AHRR does not repress AHR-dependent genes in intestinal eosinophils. (A) Gating for small intestinal (SI) eosinophils following enrichment with CD11b microbeads. Cells are pregated on single, live, CD45⁺ cells. (B–E) RNA sequencing (RNA-Seq) of WT, Ahr^−/−, and Ahrr^−/− eosinophils. n = 6 mice (3 males, 3 females) were analyzed per genotype. (B) Heatmap of 56 genes with differential expression (|log₂(FC)|≥1 and adjusted P value <0.05) between eosinophils from WT and Ahrr^−/− mice. (C) Number of differentially expressed (DE) genes in Ahr^−/− vs.

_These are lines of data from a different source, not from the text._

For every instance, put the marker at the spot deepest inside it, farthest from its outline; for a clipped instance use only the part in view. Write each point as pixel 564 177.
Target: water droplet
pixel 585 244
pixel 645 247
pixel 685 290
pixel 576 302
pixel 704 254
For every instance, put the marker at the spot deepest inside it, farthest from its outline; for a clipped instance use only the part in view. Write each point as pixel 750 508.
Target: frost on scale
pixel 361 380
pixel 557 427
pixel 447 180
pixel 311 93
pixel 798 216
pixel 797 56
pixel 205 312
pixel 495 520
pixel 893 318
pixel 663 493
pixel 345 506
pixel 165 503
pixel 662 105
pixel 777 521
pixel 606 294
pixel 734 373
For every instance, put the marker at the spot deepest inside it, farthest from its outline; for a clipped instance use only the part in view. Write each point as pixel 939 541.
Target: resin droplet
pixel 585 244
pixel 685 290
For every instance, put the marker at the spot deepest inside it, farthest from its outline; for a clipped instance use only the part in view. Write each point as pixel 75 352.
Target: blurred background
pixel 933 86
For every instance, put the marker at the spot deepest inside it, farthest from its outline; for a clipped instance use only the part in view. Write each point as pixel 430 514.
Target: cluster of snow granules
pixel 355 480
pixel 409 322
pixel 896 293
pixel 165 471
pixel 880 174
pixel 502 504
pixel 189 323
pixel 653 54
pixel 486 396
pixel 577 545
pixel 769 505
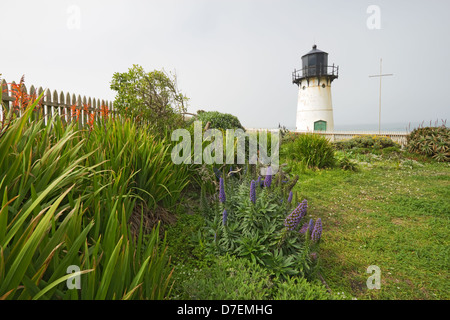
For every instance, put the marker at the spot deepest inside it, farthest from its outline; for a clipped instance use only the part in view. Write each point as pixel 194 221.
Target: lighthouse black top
pixel 315 64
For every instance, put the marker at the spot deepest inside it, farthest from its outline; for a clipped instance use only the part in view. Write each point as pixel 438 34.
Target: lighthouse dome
pixel 315 62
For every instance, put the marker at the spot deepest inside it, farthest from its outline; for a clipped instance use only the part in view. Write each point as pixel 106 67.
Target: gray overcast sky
pixel 237 56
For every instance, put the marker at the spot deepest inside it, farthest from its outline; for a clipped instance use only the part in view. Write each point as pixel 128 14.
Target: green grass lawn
pixel 389 215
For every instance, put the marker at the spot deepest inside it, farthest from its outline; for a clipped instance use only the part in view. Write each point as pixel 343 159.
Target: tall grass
pixel 311 150
pixel 66 198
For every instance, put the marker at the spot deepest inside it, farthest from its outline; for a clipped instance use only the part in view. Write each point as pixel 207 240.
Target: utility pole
pixel 381 75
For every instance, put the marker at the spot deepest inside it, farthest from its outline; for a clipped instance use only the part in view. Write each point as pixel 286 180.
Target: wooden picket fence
pixel 69 107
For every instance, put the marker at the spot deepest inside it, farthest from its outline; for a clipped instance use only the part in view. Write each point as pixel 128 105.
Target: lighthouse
pixel 314 107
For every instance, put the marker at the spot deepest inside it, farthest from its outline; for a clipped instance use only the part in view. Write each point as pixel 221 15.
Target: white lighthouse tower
pixel 314 108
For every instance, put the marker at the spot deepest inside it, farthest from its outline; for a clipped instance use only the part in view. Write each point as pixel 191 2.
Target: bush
pixel 312 150
pixel 433 142
pixel 218 120
pixel 67 198
pixel 366 143
pixel 149 97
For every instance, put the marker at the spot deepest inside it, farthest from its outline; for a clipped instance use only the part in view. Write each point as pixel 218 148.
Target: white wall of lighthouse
pixel 314 104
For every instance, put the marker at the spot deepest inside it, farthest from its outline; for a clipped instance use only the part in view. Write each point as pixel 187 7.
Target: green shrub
pixel 433 142
pixel 366 143
pixel 313 150
pixel 218 120
pixel 67 197
pixel 149 98
pixel 261 220
pixel 345 163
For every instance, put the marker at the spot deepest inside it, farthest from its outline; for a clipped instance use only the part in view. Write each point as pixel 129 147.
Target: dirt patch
pixel 150 219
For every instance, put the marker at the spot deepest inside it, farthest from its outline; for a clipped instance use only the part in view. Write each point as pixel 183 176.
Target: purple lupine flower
pixel 290 197
pixel 304 228
pixel 317 231
pixel 310 225
pixel 217 172
pixel 268 178
pixel 253 191
pixel 293 219
pixel 221 190
pixel 259 182
pixel 307 227
pixel 224 217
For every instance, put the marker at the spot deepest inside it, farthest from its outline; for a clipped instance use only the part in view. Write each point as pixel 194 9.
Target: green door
pixel 320 125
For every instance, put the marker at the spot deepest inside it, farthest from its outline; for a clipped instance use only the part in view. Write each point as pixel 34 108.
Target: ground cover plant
pixel 433 142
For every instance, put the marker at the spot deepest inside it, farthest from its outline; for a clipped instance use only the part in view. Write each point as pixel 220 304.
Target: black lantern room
pixel 315 64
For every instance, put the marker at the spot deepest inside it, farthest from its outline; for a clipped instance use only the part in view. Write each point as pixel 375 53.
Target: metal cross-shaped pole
pixel 381 75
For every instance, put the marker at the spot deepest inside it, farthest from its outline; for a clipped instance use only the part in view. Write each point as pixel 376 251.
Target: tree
pixel 152 97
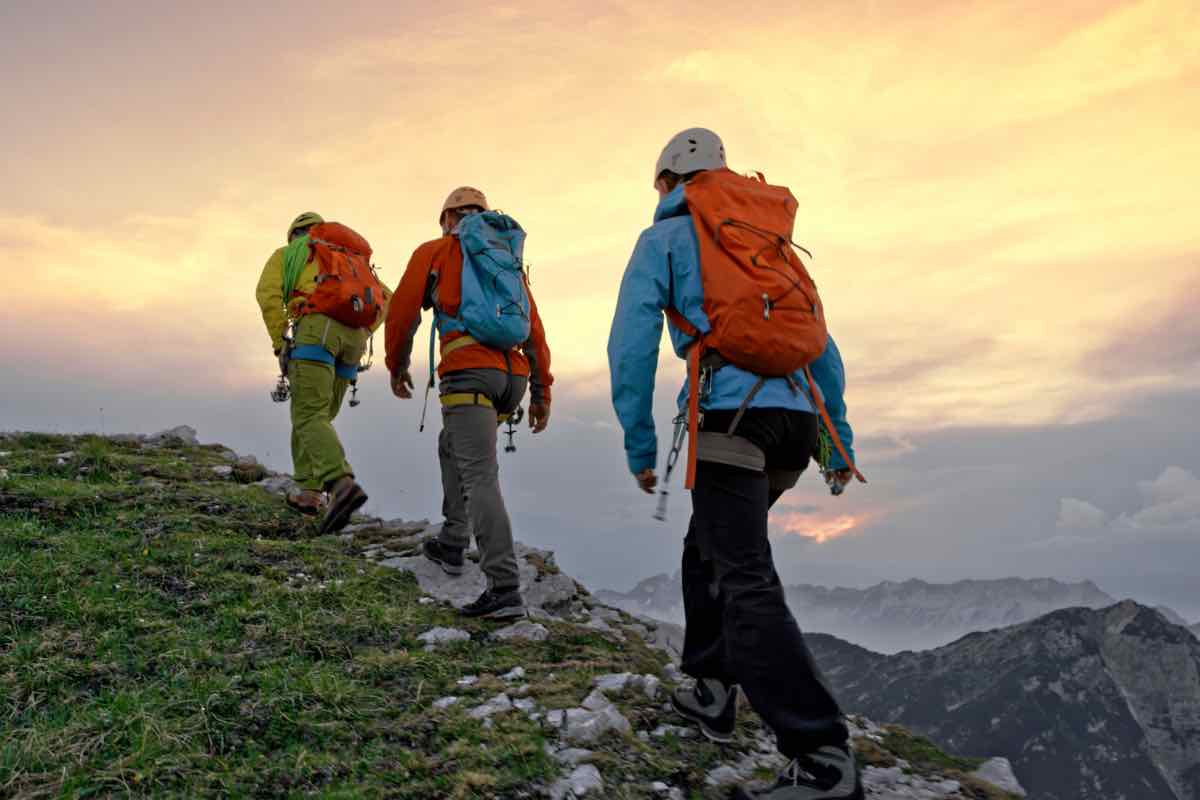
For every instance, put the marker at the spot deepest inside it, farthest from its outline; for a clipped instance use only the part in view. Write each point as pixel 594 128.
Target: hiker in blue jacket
pixel 739 631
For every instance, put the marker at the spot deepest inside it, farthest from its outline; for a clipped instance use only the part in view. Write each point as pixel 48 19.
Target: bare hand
pixel 402 384
pixel 539 416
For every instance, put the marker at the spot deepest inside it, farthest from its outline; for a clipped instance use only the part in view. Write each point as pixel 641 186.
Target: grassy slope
pixel 171 633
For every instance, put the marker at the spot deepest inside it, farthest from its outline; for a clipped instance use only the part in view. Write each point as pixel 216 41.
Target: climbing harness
pixel 282 390
pixel 513 422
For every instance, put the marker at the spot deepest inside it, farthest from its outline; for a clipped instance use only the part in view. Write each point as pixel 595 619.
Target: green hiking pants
pixel 317 395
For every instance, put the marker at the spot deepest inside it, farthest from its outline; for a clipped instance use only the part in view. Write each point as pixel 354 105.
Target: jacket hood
pixel 672 205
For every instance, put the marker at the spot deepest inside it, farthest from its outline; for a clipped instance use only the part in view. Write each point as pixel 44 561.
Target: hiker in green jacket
pixel 321 365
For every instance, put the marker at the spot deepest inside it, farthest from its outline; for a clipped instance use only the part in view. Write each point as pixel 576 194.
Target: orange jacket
pixel 435 276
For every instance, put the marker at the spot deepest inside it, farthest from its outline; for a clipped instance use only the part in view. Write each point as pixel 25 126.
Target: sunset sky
pixel 1001 199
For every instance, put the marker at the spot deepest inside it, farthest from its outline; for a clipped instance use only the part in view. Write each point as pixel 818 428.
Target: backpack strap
pixel 819 402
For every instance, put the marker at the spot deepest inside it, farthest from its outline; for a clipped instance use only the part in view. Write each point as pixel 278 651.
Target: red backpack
pixel 761 302
pixel 347 287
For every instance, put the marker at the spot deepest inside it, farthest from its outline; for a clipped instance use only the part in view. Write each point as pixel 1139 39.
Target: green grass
pixel 168 633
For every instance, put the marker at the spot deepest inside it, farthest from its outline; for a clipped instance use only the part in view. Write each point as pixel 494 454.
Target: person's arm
pixel 405 313
pixel 831 377
pixel 540 378
pixel 634 350
pixel 269 294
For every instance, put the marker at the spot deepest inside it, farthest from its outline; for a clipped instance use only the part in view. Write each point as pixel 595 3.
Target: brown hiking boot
pixel 309 501
pixel 345 498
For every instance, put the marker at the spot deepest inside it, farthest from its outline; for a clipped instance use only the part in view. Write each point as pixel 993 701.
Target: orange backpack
pixel 761 302
pixel 347 287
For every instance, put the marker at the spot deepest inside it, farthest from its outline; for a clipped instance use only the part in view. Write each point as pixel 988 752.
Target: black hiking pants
pixel 738 626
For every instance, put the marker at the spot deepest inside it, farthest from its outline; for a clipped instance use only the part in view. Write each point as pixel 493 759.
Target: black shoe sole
pixel 745 794
pixel 449 569
pixel 712 734
pixel 340 513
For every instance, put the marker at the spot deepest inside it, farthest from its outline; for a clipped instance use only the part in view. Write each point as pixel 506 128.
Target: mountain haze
pixel 893 615
pixel 1089 704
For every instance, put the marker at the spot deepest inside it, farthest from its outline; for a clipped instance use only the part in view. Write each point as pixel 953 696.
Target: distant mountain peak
pixel 893 615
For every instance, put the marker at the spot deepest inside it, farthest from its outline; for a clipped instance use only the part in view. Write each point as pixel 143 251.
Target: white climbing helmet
pixel 691 150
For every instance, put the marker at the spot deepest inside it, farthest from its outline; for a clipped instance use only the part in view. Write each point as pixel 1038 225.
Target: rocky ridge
pixel 223 620
pixel 607 711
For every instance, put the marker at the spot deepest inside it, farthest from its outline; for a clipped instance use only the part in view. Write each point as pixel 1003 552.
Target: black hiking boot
pixel 496 603
pixel 826 774
pixel 449 558
pixel 711 704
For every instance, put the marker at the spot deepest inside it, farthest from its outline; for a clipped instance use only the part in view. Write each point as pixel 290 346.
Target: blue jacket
pixel 664 271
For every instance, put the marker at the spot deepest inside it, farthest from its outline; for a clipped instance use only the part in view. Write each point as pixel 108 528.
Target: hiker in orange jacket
pixel 480 384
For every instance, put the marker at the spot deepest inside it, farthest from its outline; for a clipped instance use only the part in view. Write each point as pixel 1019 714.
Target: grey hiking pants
pixel 471 473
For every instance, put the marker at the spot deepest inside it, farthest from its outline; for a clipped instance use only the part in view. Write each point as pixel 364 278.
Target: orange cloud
pixel 817 527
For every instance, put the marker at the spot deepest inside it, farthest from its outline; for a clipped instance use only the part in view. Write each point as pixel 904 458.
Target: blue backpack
pixel 495 307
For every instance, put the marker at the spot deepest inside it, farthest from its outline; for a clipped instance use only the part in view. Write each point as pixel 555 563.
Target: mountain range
pixel 895 615
pixel 1087 704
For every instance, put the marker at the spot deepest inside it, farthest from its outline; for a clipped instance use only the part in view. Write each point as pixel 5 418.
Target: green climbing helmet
pixel 304 221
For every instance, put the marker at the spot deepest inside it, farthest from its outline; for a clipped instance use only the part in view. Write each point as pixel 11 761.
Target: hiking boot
pixel 309 503
pixel 826 774
pixel 711 704
pixel 448 558
pixel 345 498
pixel 496 603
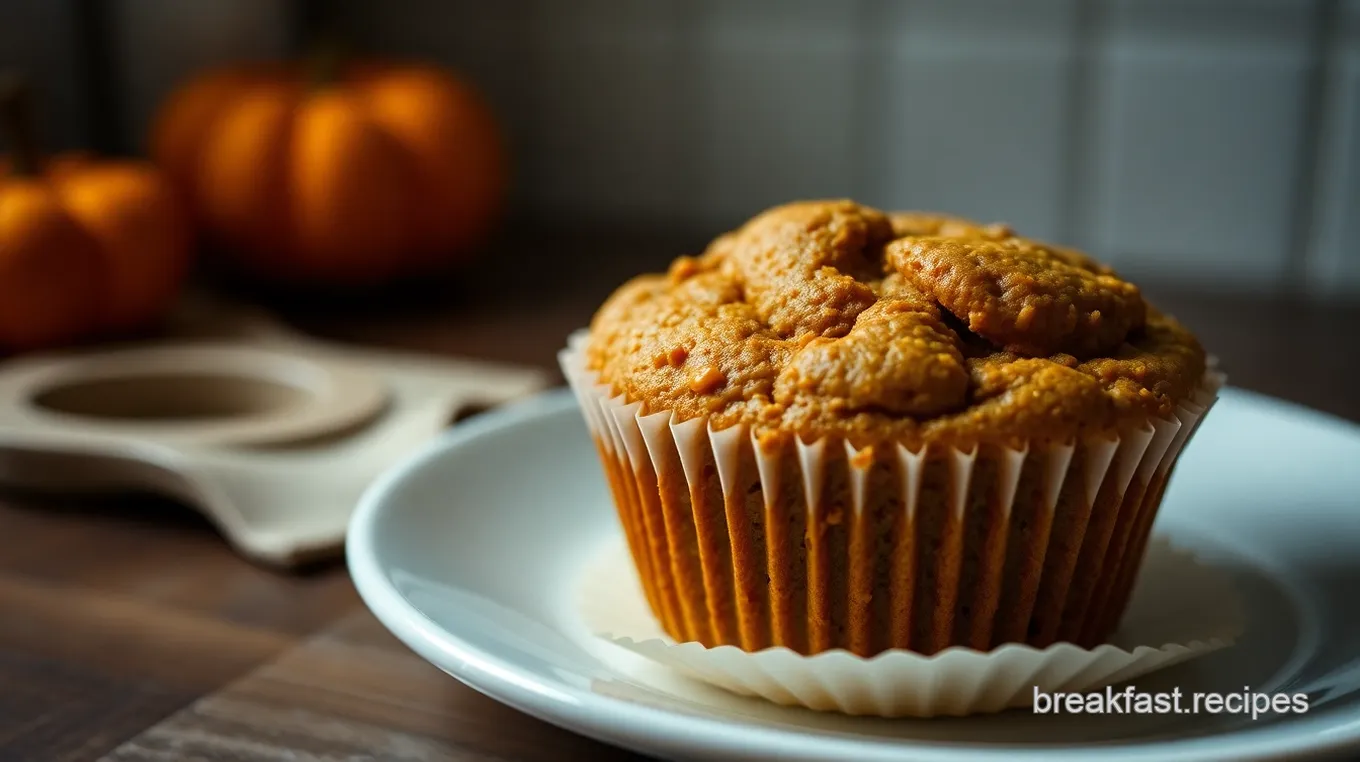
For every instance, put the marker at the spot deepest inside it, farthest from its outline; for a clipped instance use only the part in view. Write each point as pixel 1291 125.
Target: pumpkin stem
pixel 327 60
pixel 17 124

WT and Ahrr^−/− vs. WT eosinophils. Only 9 genes were found in both comparisons. (D) Heatmap of 9 genes with differential expression in both Ahr^−/− and Ahrr^−/− eosinophils. (E) Gene expression of canonical pathway genes in eosinophils from Ahr^−/−, WT, and Ahrr^−/− mice. Data were analyzed by t test comparing Ahrr^−/− with WT eosinophils. (F, G) BMDEos were generated from WT and Ahrr^−/− mice. (F) Gene expression in BMDEos was determined by qPCR and normalized to Hprt. Data are from n = 4 to 5 biological replicates (mean ± SEM) and were analyzed by 2-way analysis of variance with Sidak correction. **P < 0.01; ***P < 0.001; ****P < 0.0001. (G) EROD activity in BMDEos from WT and Ahrr^−/− mice following treatment with FICZ or dimethyl sulfoxide (DMSO) control. Data were pooled from n = 3 independent experiments (mean ± SEM) and analyzed by t test with Holm-Sidak correction for multiple comparisons. F = female; M = male; MHC-II = major histocompatibility complex class II; ns = not significant; SSC-A = side scatter area; TPM = transcripts per million.

Fig. 3.

AHRR limits expression of antimicrobial genes in intestinal eosinophils. (A) Volcano plot of differentially expressed genes in Ahrr^−/− vs. WT intestinal eosinophils. (B) Gene Ontology analysis of differentially expressed genes was conducted using DAVID. (C) Heatmap of example genes within each enriched pathway. (D) Gene expression was determined by qPCR in sorted small intestinal eosinophils from WT and Ahrr^−/− mice and normalized to Hprt. Data are from n = 8 mice per genotype and were analyzed by t test. *P < 0.05. (E–J) Small intestinal eosinophils from WT and Ahrr^−/− mice were quantified and analyzed by flow cytometry. Data are pooled from 2 independent experiments for n = 6 to 7 mice per genotype. (K–P) Production of ROS in response to PMA stimulation in BMDEos from WT and Ahrr^−/− BMDEos. (K–M) Combined extracellular and intracellular ROS was measured with luminol. (N–P) Extracellular ROS was measured with isoluminol. (K, N) Representative plots of ROS production. (L, M, O, P) Maximal and total ROS production was determined in n = 3 independent experiments and normalized to WT BMDEos. Data were analyzed by 1-sample t test. *P < 0.05. (Q) Gene expression in sorted intestinal eosinophils was determined by qPCR and normalized to Hprt. Data are from 1 experiment with n = 4 mice per genotype and were analyzed by t test. *P < 0.05; **P < 0.01. AU = arbitrary units; gMFI = geometric mean fluorescent intensity; MFI = mean fluorescent intensity; SSC = side scatter.